We are social beings at our core, and this immutable characteristic will ensure the effect of AI will at least be tempered somewhat. An AI cannot replace a human being. It can impersonate them, but it will never be one of us.

Sure, AI will be able to paint a beautiful painting or compose an inspiring concerto, but when we listen to it, we’ll know it was not made by a person. It will most probably be perfect but as AI improves, it will become “too perfect”.

We may end up pushing back against the very perfection that AI promises, relishing the imperfections and blemishes in human-generated art and in humanity as a whole.

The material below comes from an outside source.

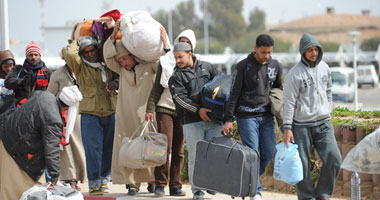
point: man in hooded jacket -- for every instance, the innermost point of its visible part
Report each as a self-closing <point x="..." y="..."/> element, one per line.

Likewise, we may be able to talk to an AI-driven virtual friend, but we’ll know that they are not real. We’ll miss that vital human connection of looking at the face of a real person, warts and all, who sometimes says and does silly, embarrassing or stupid things.

Imperfection in a perfect world might just become something that becomes sought after.

Networking: one way to keep us human

In my humble opinion, networking is something that will help ensure that we don’t get swallowed by the AI tidal wave that is coming.

After all, networking is all about connecting with others to build relationships through a genuine sense of caring. It’s about introducing friends to other friends and growing an inter-connected web of relationships with the best of what humanity has to offer at its core.

Perhaps AI will take your job or replace you in some other way. Unfortunate as that is, having a sturdy, resilient network to lean on will allow you to overcome whatever the future has to throw at you.

Your network won’t just be a shoulder to lean on when times are tough, they’ll be a source of advice, opportunities and even more connections.

Even if AI does not interfere with your ability to earn a living, your network is made up of real people and talking face-to-face, or on the phone, will inject some much needed human contact into your working life.

Remember, though, a strong network takes years to build. It’s not something you can whip up when you need it.

So if ever there was a good time to start building your network, it’s now.


Yes, the AI revolution is here and it’s exciting. While its effect on modern society will be nothing short of revolutionary, its inevitable ubiquity may actually make people crave genuine human interaction. Networking could be and antidote to AI domination, an essential resource and a refuge where we can be reminded of our humanity, something that no AI can emulate.